Joyau roman du Maine-et-Loire, l'église Saint-Pierre de Chemillé dévoile un clocher et un chœur du XIe siècle, un portail gothique saisissant et de précieuses peintures murales médiévales nichées dans l'abside nord.
Dressée au cœur de Chemillé, petite ville du Maine-et-Loire réputée pour ses cultures de plantes médicinales, l'église Saint-Pierre est l'une des plus belles synthèses architecturales de l'Anjou médiéval. Elle condense près de dix siècles de foi, d'art et d'histoire dans un édifice surprenant de cohérence, malgré les multiples campagnes de construction qui l'ont façonnée.
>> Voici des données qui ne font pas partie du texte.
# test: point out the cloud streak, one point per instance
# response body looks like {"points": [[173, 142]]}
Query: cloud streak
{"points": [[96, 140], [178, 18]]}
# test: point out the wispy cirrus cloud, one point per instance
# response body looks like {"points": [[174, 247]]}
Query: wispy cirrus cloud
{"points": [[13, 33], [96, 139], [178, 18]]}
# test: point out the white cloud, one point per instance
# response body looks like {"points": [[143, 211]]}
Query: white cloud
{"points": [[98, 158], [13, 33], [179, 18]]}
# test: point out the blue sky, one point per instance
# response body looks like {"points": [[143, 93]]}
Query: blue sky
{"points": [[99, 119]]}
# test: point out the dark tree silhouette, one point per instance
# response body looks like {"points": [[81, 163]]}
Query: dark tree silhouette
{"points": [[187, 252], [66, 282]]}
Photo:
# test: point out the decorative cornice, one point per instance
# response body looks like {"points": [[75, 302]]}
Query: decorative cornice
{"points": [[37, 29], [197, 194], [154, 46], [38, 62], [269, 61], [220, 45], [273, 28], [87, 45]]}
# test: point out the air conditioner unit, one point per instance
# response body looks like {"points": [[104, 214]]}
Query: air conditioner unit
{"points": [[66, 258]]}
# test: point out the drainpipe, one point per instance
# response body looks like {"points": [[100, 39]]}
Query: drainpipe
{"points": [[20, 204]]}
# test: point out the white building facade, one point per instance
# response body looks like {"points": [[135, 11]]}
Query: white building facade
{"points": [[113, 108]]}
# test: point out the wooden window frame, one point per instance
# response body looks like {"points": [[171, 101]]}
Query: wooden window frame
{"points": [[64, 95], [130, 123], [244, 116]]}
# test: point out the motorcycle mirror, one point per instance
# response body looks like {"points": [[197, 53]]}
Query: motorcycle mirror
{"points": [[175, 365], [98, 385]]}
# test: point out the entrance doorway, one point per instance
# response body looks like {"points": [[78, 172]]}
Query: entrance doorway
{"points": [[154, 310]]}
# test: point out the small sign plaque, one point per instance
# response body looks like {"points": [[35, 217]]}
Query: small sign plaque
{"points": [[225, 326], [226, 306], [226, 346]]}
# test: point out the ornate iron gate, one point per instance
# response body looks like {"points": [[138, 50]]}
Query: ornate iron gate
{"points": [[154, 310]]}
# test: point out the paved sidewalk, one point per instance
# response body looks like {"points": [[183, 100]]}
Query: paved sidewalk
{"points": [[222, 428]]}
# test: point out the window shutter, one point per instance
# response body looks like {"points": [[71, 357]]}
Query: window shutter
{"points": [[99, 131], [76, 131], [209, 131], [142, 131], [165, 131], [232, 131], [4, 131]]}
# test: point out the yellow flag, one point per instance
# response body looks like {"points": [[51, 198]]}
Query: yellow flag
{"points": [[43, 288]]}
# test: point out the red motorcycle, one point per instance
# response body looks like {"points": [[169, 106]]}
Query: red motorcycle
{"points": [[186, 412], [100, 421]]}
Ce qui rend Saint-Pierre véritablement singulière, c'est la superposition lisible de ses époques : le visiteur attentif peut lire, pierre après pierre, le passage du roman austère au gothique rayonnant, puis à l'élan de la Renaissance, jusqu'aux restaurations raisonnées du XIXe siècle. Le clocher roman, élancé et sobre, dialogue avec le portail gothique du XIIIe siècle dans un équilibre que le temps semble avoir voulu. L'intérieur réserve la surprise la plus précieuse : les peintures murales du XIIIe siècle qui ornent l'abside nord du chevet. Partiellement conservées, elles offrent un témoignage rare de l'art pictural médiéval en Anjou, avec leurs figures hiératiques aux tons ocre et rouge sang, qui irradient dans la pénombre de la pierre calcaire. La visite de l'église s'inscrit naturellement dans une déambulation dans le bourg ancien de Chemillé, ville-étape entre Cholet et Angers. Le cadre champêtre et la tranquillité du site invitent à la contemplation, loin de l'agitation des grands sites touristiques. Pour l'amateur de patrimoine roman ou d'iconographie médiévale, Saint-Pierre de Chemillé est une étape à ne pas manquer dans l'exploration de l'Anjou profond.
L'église Saint-Pierre présente un plan à nef unique avec transept et chevet à absidioles, schéma typique de l'architecture romane angevine du XIe siècle. Le clocher, placé à la croisée du transept ou en façade selon la tradition locale, est l'élément le plus immédiatement frappant : ses baies géminées à colonnettes et ses arcatures aveugles caractérisent le roman poitevin-angevin dans sa phase de maturité. Élevé en tuffeau, la pierre blanche et tendre si prisée des bâtisseurs ligériens, il offre cette teinte dorée au soleil rasant que l'on retrouve dans tout le val de Loire. Le portail gothique du XIIIe siècle constitue la pièce maîtresse de la façade occidentale. Ses voussures à décor végétal et géométrique, ses colonnettes à chapiteaux finement taillés et la composition de son tympan révèlent l'influence du gothique angevin, moins vertigineux que le gothique de l'Île-de-France, mais d'une élégance très soignée. Le transept, remanié au XVIe siècle, intègre quelques éléments de la première Renaissance : moulures plus plates, arcs en anse de panier et détails ornementaux discrets. À l'intérieur, le chœur roman conserve ses proportions ramassées et son abside en cul-de-four, voûtée en pierre. C'est dans l'abside nord que se déploient les peintures murales du XIIIe siècle : compositions à personnages identifiées comme des scènes hagiographiques ou bibliques, réalisées à la détrempe sur un enduit de chaux, avec une palette dominée par les ocres jaunes, les terres rouges et le blanc. Leur état de conservation partiel leur confère une beauté mélancolique, accentuée par la lumière tamisée qui filtre à travers les baies romanes.